Continuance of Laws Act 1800
- Parliament of Great Britain
- Long title: An Act to continue, until the first Day of March one thousand eight hundred and three, an Act made in the thirty-third Year of the Reign of his present Majesty, for establishing Courts of Judicature in the Island of Newfoundland; and to continue until the Expiration of forty Days after the Commencement of the next Session of Parliament, several Laws relating to the Admission of certain Articles of Merchandize in neutral Ships, and the issuing of Orders in Council for that Purpose; to the authorizing his Majesty to make Regulations respecting the Trade to the Cape of Good Hope; and to the enabling his Majesty to permit Goods to be imported into this Kingdom in neutral Ships.
- Citation: 39 & 40 Geo. 3. c. 17
- Territorial extent: Great Britain

Dates
- Royal assent: 19 February 1800
- Commencement: 19 February 1800
- Repealed: 21 August 1871

Other legislation
- Amends: See § Continued enactments
- Repealed by: Statute Law Revision Act 1871
- Relates to: See Expiring laws continuance legislation; Restriction on Cash Payments Act 1802; Restrictions on Cash Payments Act 1803; Restriction on Cash Payments Act 1803; Restriction on Cash Payments Act 1814; Restriction on Cash Payments Act 1815; Restriction on Cash Payments Act 1816; Restriction on Cash Payments Act 1818; Restriction on Cash Payments Act 1819; Resumption of Cash Payments, etc.

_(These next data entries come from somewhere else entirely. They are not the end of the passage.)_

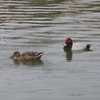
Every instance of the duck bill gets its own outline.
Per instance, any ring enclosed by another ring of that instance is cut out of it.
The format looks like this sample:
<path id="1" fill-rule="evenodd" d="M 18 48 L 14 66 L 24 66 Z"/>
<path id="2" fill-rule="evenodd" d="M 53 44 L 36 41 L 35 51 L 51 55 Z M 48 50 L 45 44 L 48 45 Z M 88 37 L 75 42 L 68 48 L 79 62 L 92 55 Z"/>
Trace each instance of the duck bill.
<path id="1" fill-rule="evenodd" d="M 13 57 L 14 57 L 14 56 L 12 55 L 12 56 L 10 56 L 9 58 L 11 58 L 11 59 L 12 59 Z"/>
<path id="2" fill-rule="evenodd" d="M 63 43 L 62 45 L 63 45 L 63 46 L 66 46 L 66 43 Z"/>

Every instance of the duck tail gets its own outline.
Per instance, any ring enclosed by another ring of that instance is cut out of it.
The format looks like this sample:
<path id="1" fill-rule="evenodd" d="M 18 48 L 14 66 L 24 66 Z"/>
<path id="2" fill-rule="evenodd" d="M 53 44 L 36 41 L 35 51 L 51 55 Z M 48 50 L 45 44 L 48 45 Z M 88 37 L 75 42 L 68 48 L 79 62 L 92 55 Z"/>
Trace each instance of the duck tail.
<path id="1" fill-rule="evenodd" d="M 86 49 L 89 50 L 90 46 L 91 46 L 91 44 L 87 44 Z"/>

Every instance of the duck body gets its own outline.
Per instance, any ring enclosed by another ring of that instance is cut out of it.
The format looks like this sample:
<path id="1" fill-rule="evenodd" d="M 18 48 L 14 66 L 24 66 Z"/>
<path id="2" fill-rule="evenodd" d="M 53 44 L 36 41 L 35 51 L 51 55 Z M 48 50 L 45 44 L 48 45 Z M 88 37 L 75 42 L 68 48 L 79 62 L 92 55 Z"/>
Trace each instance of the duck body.
<path id="1" fill-rule="evenodd" d="M 71 50 L 90 50 L 91 44 L 85 43 L 73 43 L 71 38 L 67 38 L 64 43 L 64 50 L 71 51 Z"/>
<path id="2" fill-rule="evenodd" d="M 20 54 L 18 51 L 15 51 L 10 58 L 16 59 L 16 60 L 35 60 L 40 59 L 43 55 L 43 52 L 33 52 L 33 51 L 27 51 L 23 54 Z"/>

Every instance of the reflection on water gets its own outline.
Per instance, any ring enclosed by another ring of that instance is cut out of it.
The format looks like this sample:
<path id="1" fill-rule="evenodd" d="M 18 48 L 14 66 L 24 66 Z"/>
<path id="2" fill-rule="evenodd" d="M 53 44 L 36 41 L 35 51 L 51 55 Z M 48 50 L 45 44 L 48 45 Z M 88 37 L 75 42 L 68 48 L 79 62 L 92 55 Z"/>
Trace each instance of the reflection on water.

Act 1819;

Status: Repealed

Text of statute as originally enacted

= Continuance of Laws Act 1800 =

Act of the Parliament of Great Britain

The Continuance of Laws Act 1800 (39 & 40 Geo. 3. c. 17) was an act of the Parliament of Great Britain.

== Background ==
In the United Kingdom, acts of Parliament remain in force until expressly repealed. Many acts of parliament, however, contained time-limited sunset clauses, requiring legislation to revive enactments that had expired or to continue enactments that would otherwise expire.

== Provisions ==
=== Continued enactments ===
Section 1 of the act continued the Restriction on Cash Payments Act 1797 (37 Geo. 3. c. 45), as amended and continued by the Restrictions on Cash Payments Act 1797 (37 Geo. 3. c. 91) and the Restriction on Cash Payments (No. 2) Act 1797 (38 Geo. 3. c. 1), until 1 March 1803.

== Subsequent developments ==
The whole act was repealed by section 1 of, and the schedule to, the Statute Law Revision Act 1871 (34 & 35 Vict. c. 116), which came into force on 21 August 1871.